Plus tard, on se paume à nouveau, croyant le logiciel de géolocalisation Strava plus précis que googlemaps. La route a disparu, nous laissant au milieu des vignes et des coquelicots. Ce sacré Canal de la Robine, nous menant à Narbonne, se sera fait désirer. Trop crevées, on snobe Narbonne, et on continue, jusqu’à la mer. Il reste encore une quinzaine de kilomètres, et le vent s’est levé. J’ai envie d’accélérer, mais notre allure baisse, tout comme notre énergie. Il faut attendre la douche pour nous revitaliser après ces 94 kilomètres.

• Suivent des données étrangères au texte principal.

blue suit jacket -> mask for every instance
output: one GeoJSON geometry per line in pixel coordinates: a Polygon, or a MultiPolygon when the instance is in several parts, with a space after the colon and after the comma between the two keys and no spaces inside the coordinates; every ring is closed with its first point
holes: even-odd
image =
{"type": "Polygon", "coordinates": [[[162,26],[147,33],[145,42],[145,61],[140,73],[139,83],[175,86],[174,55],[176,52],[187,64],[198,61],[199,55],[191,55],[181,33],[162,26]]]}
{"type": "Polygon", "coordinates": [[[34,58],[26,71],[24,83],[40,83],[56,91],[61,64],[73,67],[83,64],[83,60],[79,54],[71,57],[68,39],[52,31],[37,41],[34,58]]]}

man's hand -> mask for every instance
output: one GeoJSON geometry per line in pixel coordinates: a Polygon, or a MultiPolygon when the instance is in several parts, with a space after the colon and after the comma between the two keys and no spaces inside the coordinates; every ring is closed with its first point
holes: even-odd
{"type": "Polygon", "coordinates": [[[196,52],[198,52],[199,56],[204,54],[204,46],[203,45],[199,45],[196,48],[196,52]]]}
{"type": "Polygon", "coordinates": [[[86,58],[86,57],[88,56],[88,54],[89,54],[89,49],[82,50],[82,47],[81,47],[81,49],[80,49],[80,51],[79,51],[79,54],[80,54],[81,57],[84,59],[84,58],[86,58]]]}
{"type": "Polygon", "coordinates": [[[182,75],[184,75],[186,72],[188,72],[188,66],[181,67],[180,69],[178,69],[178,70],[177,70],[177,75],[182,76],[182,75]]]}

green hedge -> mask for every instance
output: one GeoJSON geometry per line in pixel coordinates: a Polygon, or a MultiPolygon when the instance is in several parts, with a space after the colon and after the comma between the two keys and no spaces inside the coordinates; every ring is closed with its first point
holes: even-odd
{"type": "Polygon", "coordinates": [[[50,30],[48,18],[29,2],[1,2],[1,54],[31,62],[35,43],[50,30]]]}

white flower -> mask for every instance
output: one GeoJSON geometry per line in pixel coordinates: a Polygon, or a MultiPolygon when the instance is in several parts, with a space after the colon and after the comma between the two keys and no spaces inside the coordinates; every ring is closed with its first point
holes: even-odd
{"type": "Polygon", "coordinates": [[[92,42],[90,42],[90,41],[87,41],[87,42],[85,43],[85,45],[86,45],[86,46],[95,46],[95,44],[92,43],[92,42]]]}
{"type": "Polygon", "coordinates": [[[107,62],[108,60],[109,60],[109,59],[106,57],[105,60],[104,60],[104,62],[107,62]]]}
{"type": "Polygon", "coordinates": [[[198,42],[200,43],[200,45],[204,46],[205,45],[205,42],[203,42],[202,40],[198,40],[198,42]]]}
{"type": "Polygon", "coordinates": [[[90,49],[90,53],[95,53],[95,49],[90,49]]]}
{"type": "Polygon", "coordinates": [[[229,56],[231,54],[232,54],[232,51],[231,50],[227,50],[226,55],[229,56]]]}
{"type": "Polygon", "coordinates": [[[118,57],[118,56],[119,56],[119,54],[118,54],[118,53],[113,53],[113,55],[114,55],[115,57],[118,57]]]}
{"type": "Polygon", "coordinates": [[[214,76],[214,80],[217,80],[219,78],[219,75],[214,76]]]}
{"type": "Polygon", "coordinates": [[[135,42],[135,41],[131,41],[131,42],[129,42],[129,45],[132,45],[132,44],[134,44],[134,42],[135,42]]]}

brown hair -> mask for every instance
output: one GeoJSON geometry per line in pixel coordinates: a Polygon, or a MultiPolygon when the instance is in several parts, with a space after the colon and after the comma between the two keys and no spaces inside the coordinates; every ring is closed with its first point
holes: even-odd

La journée n’est pas finie. Le meilleur est à venir. On voulait voir la mer. L’appartement est anecdotique, mais le petit village de Gruissan, entre mer et étangs, est très mignon. Il faut pédaler encore un peu pour arriver à la Cambuse du Saunier, une paillote qui sert des fruits de mer au bord des marais salants. Les huîtres sont dégustées face au spectacle de la lune se levant dans les tas de sel. La glace au caramel salé, fondant sur une tranche de pain perdu, clôt cette soirée en beauté. Ce lieu magnifique valait bien une centaine de kilomètres, et de la Biafine.

Jour 4, Gruissan – Agde

Ce dernier jour, c’est du bonus. Pour nos courbatures, et notre bronzage agricole. On a perdu le Canal du midi depuis la veille. Qu’à cela ne tienne, on suit les odeurs marines en longeant les étangs du golfe. Les paysages ont changé, la chaleur aussi. Par contre, on a un train aujourd’hui, et il ne s’agirait pas de le louper. On accélère sur le chemin, avant de nous octroyer une petite heure sur la plage à Vias, pour la première baignade de l’année. Je me rhabille avec ce que je trouve dans ma sacoche, avant de reprendre le train à Agde en fin d’après-midi, après 45 kilomètres de coups de pédale.
Les regards des autres passagers à Gare de Lyon me feront douter sur mon débardeur orange fluo en plein Paris. Le weekend est déjà loin. J’envoie un message à Lydie et Pauline, juste avant de me faire engloutir par le métro, pour que l’on commence à réfléchir à la destination de l’an prochain.

Notre Canal du midi à vélo, c’est celui-ci. 250 km, passés trop vite.